The Crisis of the United States
Before starting the economic analysis based mainly on data, let's try to define the fundamental characteristics of the current crisis. These underlying theses will return and feature in almost the entire article and for the most significant data we will expressly refer to this premise, noting how the current situation is faithfully traced back to it.
Analysing the situation, we can say that capitalism has long since entered a phase of "permanent crisis".(1) The same recurring data occurs for almost all the advanced capitalist countries where the situation has become pathological and the remedies implemented only serve to mitigate this perennial crisis which then returns to explode with greater force.
But how does the "permanent crisis" differ from other crises? And what are its fundamental traits?
We have seen (see note) that the "permanent crisis" does not imply the end of cycles, which is an inherent part of the capitalist structure itself, but it means that the "knock-on effects", the general tendency of the capitalist economy, is downward and increasingly bringing capitalism closer towards its final collapse.
In this historical moment the high organic composition of capital and the high degree of technical proficiency achieved have lowered and reduced the profit margins of the capitalists who, nevertheless and only by means of very high rates of exploitation, have managed to obtain considerable profits.
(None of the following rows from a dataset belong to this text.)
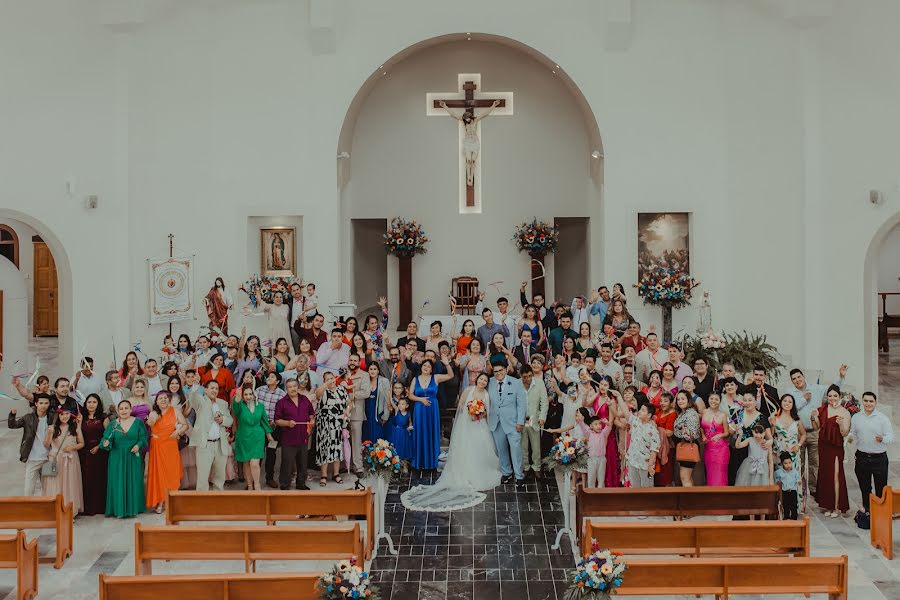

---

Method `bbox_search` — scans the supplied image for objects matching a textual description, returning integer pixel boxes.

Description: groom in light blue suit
[488,360,528,487]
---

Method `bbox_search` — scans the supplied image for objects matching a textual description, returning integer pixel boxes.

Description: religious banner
[638,213,691,281]
[147,256,194,325]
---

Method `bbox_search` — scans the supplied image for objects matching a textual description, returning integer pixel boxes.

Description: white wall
[0,0,900,384]
[878,225,900,315]
[0,255,28,410]
[345,41,590,313]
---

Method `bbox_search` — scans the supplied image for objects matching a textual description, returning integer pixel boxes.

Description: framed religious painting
[259,227,297,277]
[638,213,691,281]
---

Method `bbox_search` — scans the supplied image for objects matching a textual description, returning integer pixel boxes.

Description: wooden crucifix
[426,73,513,212]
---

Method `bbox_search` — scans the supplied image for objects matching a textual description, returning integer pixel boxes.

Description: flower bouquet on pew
[544,435,587,474]
[319,557,381,600]
[363,440,409,480]
[563,539,628,600]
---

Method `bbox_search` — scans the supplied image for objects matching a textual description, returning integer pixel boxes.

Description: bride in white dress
[400,373,501,512]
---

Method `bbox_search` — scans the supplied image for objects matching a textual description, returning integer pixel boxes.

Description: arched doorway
[337,33,604,322]
[0,209,74,390]
[863,212,900,390]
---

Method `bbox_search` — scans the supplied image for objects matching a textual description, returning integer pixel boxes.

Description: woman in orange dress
[197,354,235,406]
[654,392,678,487]
[147,392,187,514]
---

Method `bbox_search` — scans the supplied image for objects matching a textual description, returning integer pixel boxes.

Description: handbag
[41,433,69,477]
[675,442,700,462]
Yet all this has led to inflation which asphyxiates the domestic markets of the capitalist countries which by now are no longer able to completely absorb production, thus causing overproduction, especially agricultural, to reach particularly high levels. Here, in order to have greater profits, the capitalists prefer to destroy part of the product and re-sell the remainder at higher prices.
All this takes the capitalist economy down the road of stagflation (i.e. of stagnation and inflation at the same time) so that while production remains stagnant, prices skyrocket, and in this way the capitalists try to obtain surplus profits. However, in doing so they run into problems of realisation: the absence of sufficient demand to absorb the product, and with this we return to inflation of the markets and the circle thus closes and no escape is possible. For this reason, enormous problems of accumulation are created for the capitalist economy, since for capitalism to survive it is not enough that a certain amount of surplus value is produced but it must be realised, and above all reinvested, to bring new profits; otherwise there is a steady fall in the rate of profit. The imperialist countries therefore try to procure super-profits by exporting capital, investing in underdeveloped countries, which they say is providing aid, but where wages are lower and where, due to the lower organic composition of capital, profit margins are higher.(2) The markets of the so-called socialist countries also function as reservoirs of profits and surplus value.
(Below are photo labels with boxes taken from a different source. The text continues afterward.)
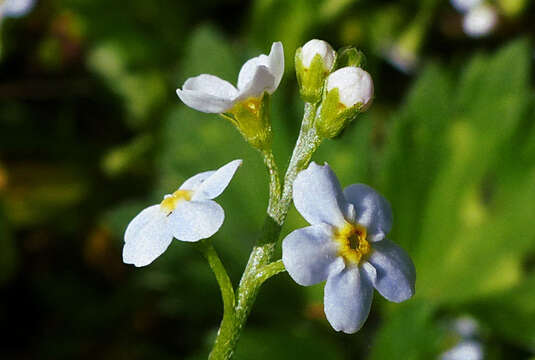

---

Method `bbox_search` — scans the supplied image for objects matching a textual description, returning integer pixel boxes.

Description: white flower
[123,160,242,266]
[282,162,416,334]
[440,340,483,360]
[176,42,284,114]
[327,66,373,111]
[450,0,483,12]
[301,39,336,71]
[463,5,498,38]
[0,0,35,17]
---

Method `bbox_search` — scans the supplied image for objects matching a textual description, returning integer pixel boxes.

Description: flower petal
[238,54,273,91]
[368,239,416,302]
[123,205,173,266]
[176,74,238,114]
[344,184,392,241]
[268,41,284,94]
[192,160,242,200]
[167,200,225,242]
[324,266,373,334]
[234,65,275,102]
[293,162,349,227]
[282,224,345,286]
[178,170,215,191]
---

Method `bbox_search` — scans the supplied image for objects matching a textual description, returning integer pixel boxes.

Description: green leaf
[370,301,442,360]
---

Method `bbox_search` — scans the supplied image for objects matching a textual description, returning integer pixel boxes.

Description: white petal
[179,170,215,191]
[268,41,284,94]
[234,65,275,102]
[167,200,225,242]
[282,225,345,286]
[293,162,348,227]
[238,54,275,91]
[463,4,498,38]
[344,184,392,241]
[192,160,242,200]
[324,266,373,334]
[123,205,173,266]
[368,239,416,302]
[176,74,238,114]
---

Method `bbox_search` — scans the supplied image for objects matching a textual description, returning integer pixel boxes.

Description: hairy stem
[262,149,282,225]
[197,239,235,359]
[279,103,321,217]
[209,103,321,360]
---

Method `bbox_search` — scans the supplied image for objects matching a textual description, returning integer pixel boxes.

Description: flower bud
[336,47,366,69]
[316,66,373,138]
[222,93,272,150]
[463,5,498,38]
[295,39,336,103]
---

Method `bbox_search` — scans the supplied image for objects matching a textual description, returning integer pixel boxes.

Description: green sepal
[221,93,272,151]
[315,88,362,139]
[295,48,331,104]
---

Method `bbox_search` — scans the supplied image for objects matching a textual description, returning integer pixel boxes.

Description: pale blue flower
[440,340,484,360]
[282,162,416,334]
[0,0,35,17]
[176,42,284,114]
[123,160,242,266]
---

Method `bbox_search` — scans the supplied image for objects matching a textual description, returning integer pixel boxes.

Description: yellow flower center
[334,223,372,265]
[160,190,193,214]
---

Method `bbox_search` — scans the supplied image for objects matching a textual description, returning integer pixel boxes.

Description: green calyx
[315,88,362,139]
[221,93,272,151]
[295,48,331,104]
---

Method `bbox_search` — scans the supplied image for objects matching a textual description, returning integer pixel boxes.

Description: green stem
[279,103,321,221]
[197,239,235,359]
[197,239,235,314]
[262,149,282,225]
[209,103,321,360]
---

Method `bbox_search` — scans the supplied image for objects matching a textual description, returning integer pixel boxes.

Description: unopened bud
[295,39,336,103]
[316,66,373,138]
[336,47,366,69]
[463,5,498,38]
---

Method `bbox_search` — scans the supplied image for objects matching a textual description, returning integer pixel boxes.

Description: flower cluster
[123,40,415,343]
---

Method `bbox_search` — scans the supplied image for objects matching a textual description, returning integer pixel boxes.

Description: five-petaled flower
[123,160,242,266]
[282,162,416,333]
[176,42,284,150]
[176,42,284,114]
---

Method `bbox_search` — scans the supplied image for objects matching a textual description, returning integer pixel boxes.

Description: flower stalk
[209,103,321,360]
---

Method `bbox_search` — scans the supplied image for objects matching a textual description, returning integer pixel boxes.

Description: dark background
[0,0,535,360]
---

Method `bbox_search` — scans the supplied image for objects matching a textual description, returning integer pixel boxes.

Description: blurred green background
[0,0,535,360]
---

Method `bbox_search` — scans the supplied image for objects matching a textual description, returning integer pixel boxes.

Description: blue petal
[191,160,242,200]
[123,205,173,266]
[368,239,416,302]
[167,200,225,242]
[344,184,392,241]
[324,266,373,334]
[293,162,349,227]
[282,225,345,286]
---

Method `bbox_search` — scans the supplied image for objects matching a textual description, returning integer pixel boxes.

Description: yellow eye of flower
[334,223,372,265]
[160,190,193,214]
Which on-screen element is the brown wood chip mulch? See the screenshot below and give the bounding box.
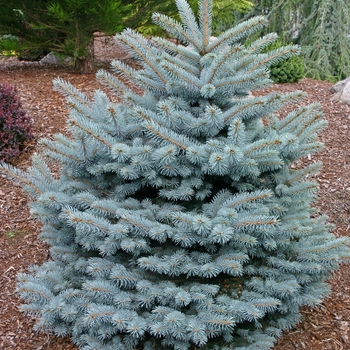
[0,37,350,350]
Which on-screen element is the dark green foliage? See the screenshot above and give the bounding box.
[266,41,305,84]
[0,84,33,161]
[0,0,350,350]
[246,0,350,81]
[0,0,130,71]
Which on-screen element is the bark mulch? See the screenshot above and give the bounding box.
[0,37,350,350]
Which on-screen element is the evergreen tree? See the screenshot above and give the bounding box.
[246,0,350,81]
[0,0,130,72]
[1,0,349,350]
[123,0,253,35]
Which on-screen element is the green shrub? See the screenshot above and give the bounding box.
[266,41,305,84]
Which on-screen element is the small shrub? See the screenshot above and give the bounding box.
[0,84,33,161]
[266,41,305,84]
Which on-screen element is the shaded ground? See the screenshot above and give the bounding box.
[0,37,350,350]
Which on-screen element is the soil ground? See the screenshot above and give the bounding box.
[0,38,350,350]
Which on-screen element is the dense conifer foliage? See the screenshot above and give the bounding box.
[1,0,349,350]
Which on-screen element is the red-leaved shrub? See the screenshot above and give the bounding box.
[0,84,33,161]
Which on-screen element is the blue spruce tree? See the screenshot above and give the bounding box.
[1,0,349,350]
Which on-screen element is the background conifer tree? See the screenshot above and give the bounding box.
[1,0,349,350]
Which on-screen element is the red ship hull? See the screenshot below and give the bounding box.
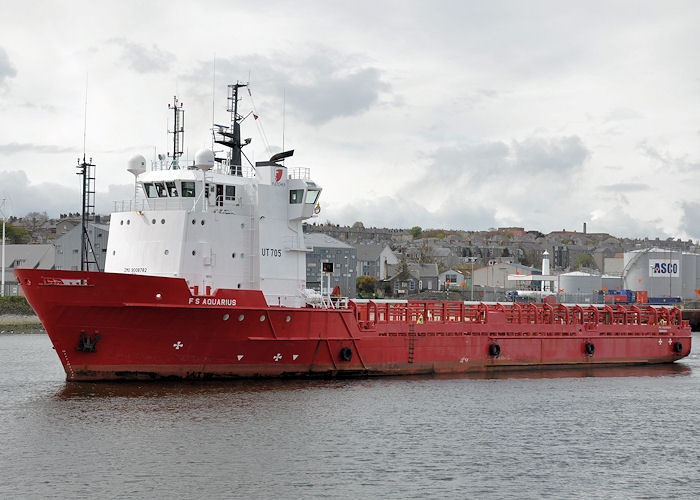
[15,269,691,381]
These are the main characteristics of the "permanent crisis" and are particularly obvious at this moment, testifying to the inability of capitalism to resolve its contradictions, and highlighting the need that every capitalist country has to export its crisis, and make somewhere else bear the burden, thus helping to increasingly undermine the entire capitalist system as a whole.
Moreover, at this moment the fragile and precarious world equilibrium has been definitively broken. Each country is aware that the situation is now rapidly deteriorating and is trying to deflect the crisis from itself.
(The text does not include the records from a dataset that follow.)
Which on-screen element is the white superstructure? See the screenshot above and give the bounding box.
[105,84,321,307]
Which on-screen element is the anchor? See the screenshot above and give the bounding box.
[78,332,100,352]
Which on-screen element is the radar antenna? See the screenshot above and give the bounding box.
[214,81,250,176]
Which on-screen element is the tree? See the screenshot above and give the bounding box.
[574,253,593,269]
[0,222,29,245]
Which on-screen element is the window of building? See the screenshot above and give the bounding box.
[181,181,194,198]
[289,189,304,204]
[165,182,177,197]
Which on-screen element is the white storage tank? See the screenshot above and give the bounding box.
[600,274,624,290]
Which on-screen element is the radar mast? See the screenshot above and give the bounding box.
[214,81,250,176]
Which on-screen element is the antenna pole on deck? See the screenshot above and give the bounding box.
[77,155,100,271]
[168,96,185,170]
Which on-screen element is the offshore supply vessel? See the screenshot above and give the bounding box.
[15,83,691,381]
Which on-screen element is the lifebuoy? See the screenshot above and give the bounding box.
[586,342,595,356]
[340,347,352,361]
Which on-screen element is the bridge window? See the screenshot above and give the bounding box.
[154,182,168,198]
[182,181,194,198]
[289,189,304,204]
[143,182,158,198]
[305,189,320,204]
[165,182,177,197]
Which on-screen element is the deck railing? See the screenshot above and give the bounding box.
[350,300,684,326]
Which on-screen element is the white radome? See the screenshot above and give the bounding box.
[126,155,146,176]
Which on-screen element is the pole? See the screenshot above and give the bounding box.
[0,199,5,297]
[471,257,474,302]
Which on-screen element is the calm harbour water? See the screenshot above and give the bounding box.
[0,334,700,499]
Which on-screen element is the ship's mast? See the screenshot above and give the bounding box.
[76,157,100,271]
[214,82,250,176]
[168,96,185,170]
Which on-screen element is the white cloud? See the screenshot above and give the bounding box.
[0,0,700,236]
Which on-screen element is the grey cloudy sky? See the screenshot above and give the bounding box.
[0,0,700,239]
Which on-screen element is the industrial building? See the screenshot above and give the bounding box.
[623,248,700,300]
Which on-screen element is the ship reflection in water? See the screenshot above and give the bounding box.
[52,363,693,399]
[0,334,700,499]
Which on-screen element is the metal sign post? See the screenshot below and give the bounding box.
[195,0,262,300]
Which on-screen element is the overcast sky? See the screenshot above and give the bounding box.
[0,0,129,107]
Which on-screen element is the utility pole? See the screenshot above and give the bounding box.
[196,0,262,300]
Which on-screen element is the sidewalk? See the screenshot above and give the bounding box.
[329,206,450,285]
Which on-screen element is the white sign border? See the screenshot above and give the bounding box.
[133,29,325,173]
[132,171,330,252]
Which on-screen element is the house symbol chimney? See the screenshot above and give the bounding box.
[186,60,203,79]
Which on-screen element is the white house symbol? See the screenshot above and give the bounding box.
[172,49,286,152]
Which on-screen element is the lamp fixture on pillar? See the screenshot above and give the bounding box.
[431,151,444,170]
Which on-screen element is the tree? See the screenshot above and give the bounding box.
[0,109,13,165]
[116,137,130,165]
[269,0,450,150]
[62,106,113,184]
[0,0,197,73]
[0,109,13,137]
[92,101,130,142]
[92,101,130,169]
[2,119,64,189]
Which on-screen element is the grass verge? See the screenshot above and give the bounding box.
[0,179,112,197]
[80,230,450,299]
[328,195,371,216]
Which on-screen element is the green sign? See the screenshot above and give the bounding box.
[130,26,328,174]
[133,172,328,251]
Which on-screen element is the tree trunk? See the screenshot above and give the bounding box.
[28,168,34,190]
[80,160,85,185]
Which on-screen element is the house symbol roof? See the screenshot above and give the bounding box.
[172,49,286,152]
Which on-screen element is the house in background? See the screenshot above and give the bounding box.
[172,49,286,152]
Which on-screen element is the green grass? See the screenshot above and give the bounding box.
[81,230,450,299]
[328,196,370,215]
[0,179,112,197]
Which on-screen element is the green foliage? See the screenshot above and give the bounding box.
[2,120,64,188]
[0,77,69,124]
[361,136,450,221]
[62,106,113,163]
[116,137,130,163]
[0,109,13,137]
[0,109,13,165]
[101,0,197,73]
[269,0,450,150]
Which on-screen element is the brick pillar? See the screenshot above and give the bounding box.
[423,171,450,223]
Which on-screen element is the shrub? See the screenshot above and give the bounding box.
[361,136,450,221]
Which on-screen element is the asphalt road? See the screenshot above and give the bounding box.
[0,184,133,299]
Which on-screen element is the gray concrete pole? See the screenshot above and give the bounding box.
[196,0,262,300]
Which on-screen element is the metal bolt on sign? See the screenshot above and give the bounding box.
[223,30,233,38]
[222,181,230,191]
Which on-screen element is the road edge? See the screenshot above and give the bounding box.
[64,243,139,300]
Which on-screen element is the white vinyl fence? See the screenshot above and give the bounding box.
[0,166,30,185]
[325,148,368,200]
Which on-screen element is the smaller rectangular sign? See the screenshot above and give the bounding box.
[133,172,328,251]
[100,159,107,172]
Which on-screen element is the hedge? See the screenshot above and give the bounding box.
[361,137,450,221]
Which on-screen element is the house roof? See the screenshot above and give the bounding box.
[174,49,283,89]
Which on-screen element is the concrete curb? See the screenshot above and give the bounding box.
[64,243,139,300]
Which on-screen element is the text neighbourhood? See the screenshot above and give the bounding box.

An examination of the situation tells us that today, more than ever, there is a need for a world party that knows how to bring a revolutionary outcome to this crisis that otherwise capitalism will solve, almost certainly, with a war perpetrating its domination of oppression and exploitation for yet another time period.
Having established this premise, let's begin to examine this situation in a concrete way. The current crisis is of a structural nature, but since the Italian and world press have focused on the monetary crisis, it therefore seems logical to give a brief general picture of the monetary situation.
The current monetary system is based on the 1944 Bretton Woods Accords and is called the "gold standard of exchange". This system is based on the convertibility of all currencies into dollars and the direct convertibility of dollars into gold, at a gold price of $35 an ounce; this relationship is obviously fiduciary and is based on the convertibility of dollars into gold.
But the growing deficit in the American balance of payments, due to the American attempt to maintain both economic and political dominance in the world with its numerous wars (such as Vietnam, the Middle East conflict, and the expansionist policy involving domination like that of NATO) has undermined the strength of the dollar which has become a suspect currency. In fact the gold reserves of the United States have fallen from $22.8 billion in 1950 to $17.81 billion in 1960, to about $10 billion today.(3)
At this moment America has lost its competitiveness on world markets, and in order to try to restore it, it demands that all other nations foot the bill; now they are arguing over the price. One of the conditions requested was the revaluation of the main European currencies as well as the yen, but the revaluations requested by the International Monetary Fund, which is very close to the American point of view, and the actual revaluations on the money markets controlled by the various Central Banks, which therefore represent the revaluations proposed by Europe and Japan, are for the moment very distant from each other.
Currency | Re-evaluations Predicted by the IMF / | / Market Re-evaluations (31 August) |
---|---|---|
Yen | 17% | 5.3 % |
Mark | 14% | 8% |
Franc | 8% | 4% |
Lira | 6% | 2.5 % |
Sterling | 7% | 2.7 % |
The monetary remedies proposed as a solution bring nothing new onto the world stage,(4) and are simply a reflection of the economic crisis in which capitalism is struggling.
The American monetary situation is also serious because the United States has long since lost its first place in favour of Germany as the country with the largest monetary reserves, and now Japan is also considerably nearer. All this brings considerable difficulties to the American policy of being the dominant power in the world. Once the economic situation is added to this, we get the complete picture.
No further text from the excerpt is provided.